Specifically, in the training stage, first to the voice document extraction parameters,acoustic (fundamental frequency and spectrum parameter) in sound library, so Feature is further extracted in high-rise granularity to base frequency parameters afterwards, i.e., by syllable average statistical.On the other hand, according to each in sound library Class mark is generated by segment and by two sets of context language ambience informations of syllable.According to the first step extraction parameters,acoustic, segment it is upper Hereafter language ambience information and Context quantization problem set train segment model (baseline HTS basic algorithms), including fundamental frequency and spectrum The model and state duration modeling of parameter.Due to the present invention another innovative point be high-level model multichannel it is preferred, this requirement Train more set of model for candidate with different objects in the training stage.Therefore, syllable fundamental frequency mean value here respectively with syllable/segment Context of co-text information and classification problem collection this two sets of classified description systems train and cover syllable fundamental frequency mean value models more:Each The training data of syllable is exactly its fundamental frequency mean value, is a steady state value, is not related to Concept of Process, and the purpose of modeling only describes not With the fundamental frequency mean value size under context of co-text;But baseline HTS algorithm structures are continued to use for convenience, syllable is described with single state HMM Fundamental frequency mean value, emphasis meaning are that context clusters.
Embodiment five
In a kind of application example of the present invention, with reference to Fig. 9, show with syllable to be that high-rise granularity is trained and synthesizes Experiment example sentence schematic diagram, wherein be 1. the pitch contour of original recording, ladder dotted line 2. be to original recording in each syllable Mean value (mute section nonsensical, and display is inaccurate), the base frequency parameters 3. generated for baseline HTS algorithms, ladder reality are taken in range 4. line is determined the mean value of model by " context-sensitive HMM sequences are adjudicated " of syllablic tier, 5. generated for final multilayer union Base frequency parameters.From sense of hearing, about very from the tone of two syllables (content is " mystery ") between 410 to 500 moment It is strange.Amplify this section to obtain Figure 10, show with syllable be high-rise granularity be trained and synthesize test example sentence Close-up schematic view.In Fig. 10,3. envelope is substantially identical with envelope 1. shape and absolute altitude, and envelope is 5. then There is very big difference with them:First syllable substantially translates up under the guide 4. of ladder solid line;Second syllable is in ladder It under the guide of solid line 4., should translate slightly downward, but its front half section is to run in the opposite direction, and distorted, it is clear that be Receive the influence of first syllable.That causes this association influence has its source in adjacent difference.According to maximum-likelihood criterion When solving optimal result, adjacent difference plays the role of smoothness constraint, smooth as possible between guiding consecutive points in final result.

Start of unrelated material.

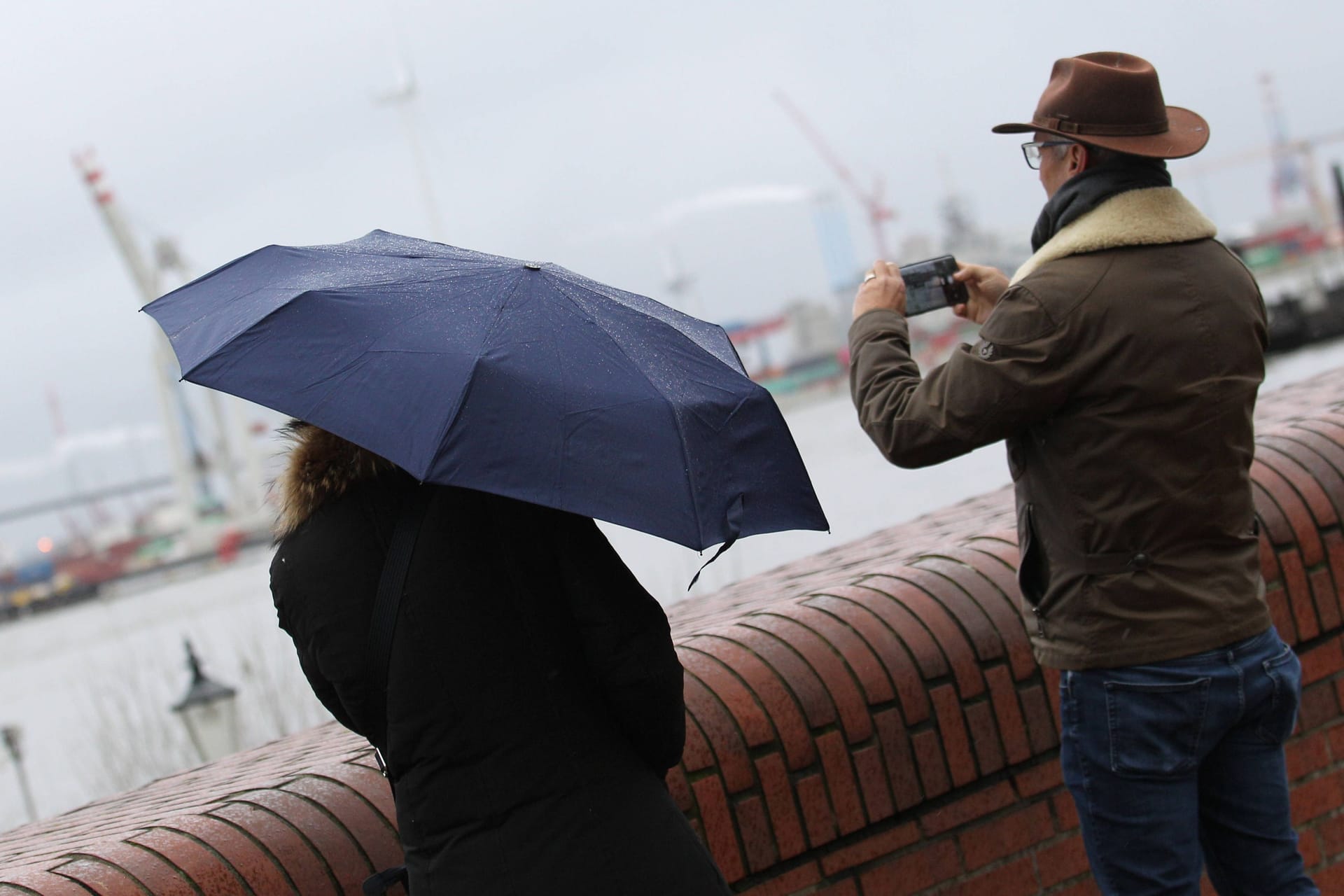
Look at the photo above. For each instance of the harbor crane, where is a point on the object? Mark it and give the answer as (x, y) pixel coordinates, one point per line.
(878, 211)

Solve the problems, such as this, it is necessary to coordinate the relationship with adjacent difference.It, will in the parameter generation algorithm of state layer Beginning of the sentence, end of the sentence and pure and impure boundary are considered as the interruption boundary of adjacent difference, in these local variances by its single order and second order It is set as infinitely great, it is invalid in these edictum provinciales adjoining difference to be equivalent to.In most cases, one can be spaced between two simple or compound vowel of a Chinese syllable Clear initial consonant, previous simple or compound vowel of a Chinese syllable terminates place at this time and the latter simple or compound vowel of a Chinese syllable beginning adjoining difference is interrupted, and is independent of each other between two simple or compound vowel of a Chinese syllable, Two syllables can be adjusted independently and are independent of each other.And if what a simple or compound vowel of a Chinese syllable abutted below is that turbid initial consonant (l, m, n, r) or zero initial are (straight Connect is to connect simple or compound vowel of a Chinese syllable), adjacent difference is unbroken at syllable boundaries, and forceful action will occur in this subrange, will It mixes at both ends.The case where " mystery " in upper example is exactly adjacent turbid initial consonant.Through a large amount of audiometry, it is found that the problem of tone distorts is certain Exist mainly in turbid initial consonant and zero initial both of these case.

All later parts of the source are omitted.